Dans un essai clinique de phase III classique, un groupe témoin de volontaires reçoit un placebo à la place du vaccin. Les scientifiques comparent le nombre de personnes vaccinées qui contractent néanmoins le nCoV avec ce groupe afin d'évaluer l'efficacité du produit. Cependant, il existe une différence importante entre une infection naturelle dans le milieu de vie et une introduction active du virus dans l'organisme.
« La question qui se pose est la suivante : si l’on vaccine un groupe de volontaires et que l’on les expose au coronavirus, mais que personne ne tombe malade, est-ce parce que le vaccin est efficace ou parce qu’un problème est survenu lors de l’injection ? On ne peut pas vraiment expliquer cela sans groupe placebo », explique Peter Smith, de la London School of Hygiene & Tropical Medicine. Or, l’utilisation de placebos dans les essais cliniques sur les infections actives est controversée en éthique médicale.

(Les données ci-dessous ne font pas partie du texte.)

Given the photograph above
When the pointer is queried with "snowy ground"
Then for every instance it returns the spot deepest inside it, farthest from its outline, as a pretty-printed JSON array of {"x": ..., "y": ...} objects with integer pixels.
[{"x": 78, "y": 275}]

Sans surprise, l'enthousiasme d'Alastair Fraser-Urquhart a fait réfléchir son père. « Évidemment, ce n'est pas une activité à laquelle on souhaite impliquer son fils. La première chose que j'ai pensé, c'est : "Oh, je sais enfin ce qu'il fait dans sa chambre, assis sur son ordinateur, depuis trois semaines ", raconte Andrew Fraser-Urquhart.
Ils ont discuté de la décision d'Urquhart. Malgré une boule dans la gorge, Andrew savait que rien n'arrêterait son fils.
« C'est une méthode pionnière dans le domaine scientifique et technologique. Elle est bénéfique pour la communauté, extrêmement audacieuse, mais aussi un peu différente. C'est aussi ce qui caractérise mon fils. Vu sous cet angle, je ne suis pas surpris qu'il ait décidé de participer », a-t-il confié avec fierté.
Pour les jeunes comme Urquhart, le risque est faible, mais pas nul. Moins de 1 % des décès dus à la Covid-19 aux États-Unis concernent des personnes de 34 ans ou moins. Les conséquences sanitaires à long terme de l'infection restent floues.
Pour le jeune homme de 18 ans, c'est aussi une raison de participer à l'essai, contribuant ainsi à accélérer le processus de fin de la pandémie, évitant à la communauté d'avoir à faire face à ces conséquences à long terme.
« S’il arrive un moment où nous devons repousser les limites du niveau de risque que nous pouvons prendre et de la rapidité avec laquelle nous pouvons le faire, c’est bien ce moment-là », a-t-il déclaré.